Measures of Center, Position, and Spread

  • Mean (average) is affected by outliers; median is the middle value and resistant to outliers.
  • Median location: (n + 1) / 2 with ordered data.
  • Mean ≈ median when data is symmetric; mean < median (skewed left), mean > median (skewed right).
  • Percentiles show relative position (e.g., median is the 50th percentile, quartiles are 25th/75th percentiles).
  • Range = max − min; IQR = Q3 − Q1, measuring the middle 50% spread.
  • Standard deviation quantifies average distance from the mean.
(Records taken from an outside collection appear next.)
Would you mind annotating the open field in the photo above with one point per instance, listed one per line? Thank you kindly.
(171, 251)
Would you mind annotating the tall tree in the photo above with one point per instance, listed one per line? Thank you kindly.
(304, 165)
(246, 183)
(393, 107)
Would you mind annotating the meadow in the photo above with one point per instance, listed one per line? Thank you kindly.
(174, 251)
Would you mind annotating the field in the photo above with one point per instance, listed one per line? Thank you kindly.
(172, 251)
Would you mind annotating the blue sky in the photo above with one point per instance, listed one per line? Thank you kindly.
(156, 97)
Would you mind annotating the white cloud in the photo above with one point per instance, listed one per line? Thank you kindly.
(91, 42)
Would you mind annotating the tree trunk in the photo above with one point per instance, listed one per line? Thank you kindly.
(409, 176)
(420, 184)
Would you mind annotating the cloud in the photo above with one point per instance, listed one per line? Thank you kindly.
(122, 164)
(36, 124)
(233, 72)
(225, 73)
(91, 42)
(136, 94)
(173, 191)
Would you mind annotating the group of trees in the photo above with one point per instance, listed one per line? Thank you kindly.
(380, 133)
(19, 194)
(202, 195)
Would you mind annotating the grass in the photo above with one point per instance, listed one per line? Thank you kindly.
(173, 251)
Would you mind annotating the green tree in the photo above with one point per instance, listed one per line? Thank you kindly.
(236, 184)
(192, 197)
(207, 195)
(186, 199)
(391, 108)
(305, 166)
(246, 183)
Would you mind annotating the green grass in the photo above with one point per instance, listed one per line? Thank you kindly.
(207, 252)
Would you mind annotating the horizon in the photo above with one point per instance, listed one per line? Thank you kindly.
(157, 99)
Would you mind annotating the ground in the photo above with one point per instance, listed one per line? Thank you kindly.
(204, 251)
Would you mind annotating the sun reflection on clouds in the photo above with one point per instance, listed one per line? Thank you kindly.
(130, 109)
Outliers and Data Transformation

  • Outliers: use "fence method" (Q1 − 1.5×IQR, Q3 + 1.5×IQR) or 2 standard deviations from the mean.
  • Adding/subtracting a constant changes measures of center and position, not spread.
  • Multiplying all data values by a constant changes center, spread, and position measures proportionally.

Boxplots and Comparing Distributions

  • Five-number summary: min, Q1, median, Q3, max; used to make (modified) boxplots.
  • Boxplots visualize spread, center, outliers, and shape (e.g., skewness).
  • When comparing two distributions: compare shape, center, spread, and outliers, and use context-specific language.

Normal Distribution and Z-scores

  • Some quantitative data fit a normal (bell-shaped, symmetric) distribution described by mean (μ) and standard deviation (σ).
  • Empirical Rule: 68% of data within 1σ, 95% within 2σ, and 99.7% within 3σ of the mean.
  • Z-score formula: (value − mean) / standard deviation; measures how many σ above/below mean.
  • Use Z-scores and technology/tables to find proportions below, above, or between values in a normal distribution.
  • Find percentiles or cutoff values by working backwards from a given proportion using Z-scores.

Key Terms & Definitions

  • Statistic — summary measure from sample data.
  • Parameter — summary measure from a full population.
  • Categorical variable — data in categories or group labels.
  • Quantitative variable — data as numbers measured or counted.
  • Discrete variable — quantitative, countable values.
  • Continuous variable — quantitative, infinite possible values in interval.
  • Frequency table — counts of occurrences in each category or interval.
  • Relative frequency — proportion or percent in a category or interval.
  • Histogram — bar graph for quantitative data using intervals (bins).
  • Dot plot/Stem-and-leaf plot — shows individual values of quantitative data.
  • Mean (x̄) — arithmetic average.
  • Median — middle value in ordered data.
  • Percentile — percentage of data at or below a value.
  • Quartiles (Q1, Q3) — divide data into four equal parts.
  • Interquartile range (IQR) — Q3 minus Q1.
  • Standard deviation (σ or s) — typical distance from the mean.
  • Boxplot — graph of five-number summary and outliers.
  • Normal distribution — symmetric, bell-shaped curve for quantitative data.
  • Z-score — standardized value: (value − mean) / standard deviation.

Action Items / Next Steps

  • Review and complete the Unit 1 study guide.
  • Practice describing and comparing distributions using graphs and summary statistics.
  • Practice normal distribution calculations with Z-scores on calculator or Desmos.
  • Prepare for Unit 1 test and continue studying with the provided review materials.